Cosmos DB for NoSQL: Connect + Query with the SDK

Why Cosmos DB shows up so much on AI-200

Simple explanation

Cosmos DB is Azure’s fast, distributed JSON database. AI apps love it because the data is documents — chat history, agent memory, embeddings, prompts, scratchpads — and each document might have a slightly different shape. Cosmos handles that without crying about schemas.

It’s also globally distributed, scales horizontally, and has built-in vector search now. So one database can hold the chat log, the embeddings, the user profile, AND power similarity search.

The exam expects you to know how to connect, run queries, pick a partition key, and use the SDK without burning through Request Units.

The connection model

from azure.cosmos import CosmosClient
from azure.identity import DefaultAzureCredential

# Recommended: managed identity / DefaultAzureCredential
client = CosmosClient(
    url="https://roo-cosmos.documents.azure.com:443/",
    credential=DefaultAzureCredential(),
)

# Legacy: account key (works but discouraged for production)
# client = CosmosClient(url, credential=ACCOUNT_KEY)

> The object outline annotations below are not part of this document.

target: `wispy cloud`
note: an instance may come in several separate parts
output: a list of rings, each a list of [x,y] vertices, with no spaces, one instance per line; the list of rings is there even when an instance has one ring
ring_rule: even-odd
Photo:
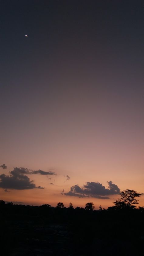
[[[7,169],[7,166],[5,165],[5,163],[4,163],[3,164],[2,164],[1,165],[0,165],[0,167],[2,167],[3,169]]]
[[[66,181],[68,181],[69,180],[70,180],[70,177],[69,176],[68,176],[68,175],[66,174],[66,175],[64,175],[63,177],[65,177],[65,178],[66,178]]]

database = client.get_database_client("inventory")
container = database.get_container_client("items")

Three things to know about the client:

Property	Why it matters
`CosmosClient` is thread-safe and expensive to construct	Create one per process, reuse. Don’t `new CosmosClient()` per request.
Connection mode: Direct (TCP) or Gateway (HTTPS)	Direct is faster and the default for .NET; Gateway works behind restrictive firewalls.
Preferred regions	Set `preferred_locations` so the SDK reads from the closest replica. Halves p99 latency in multi-region accounts.

Point reads, single-partition queries, cross-partition queries

This is where AI-200 separates careful candidates from careless ones. The same operation costs vastly different amounts of Request Units (RUs) depending on which path you take.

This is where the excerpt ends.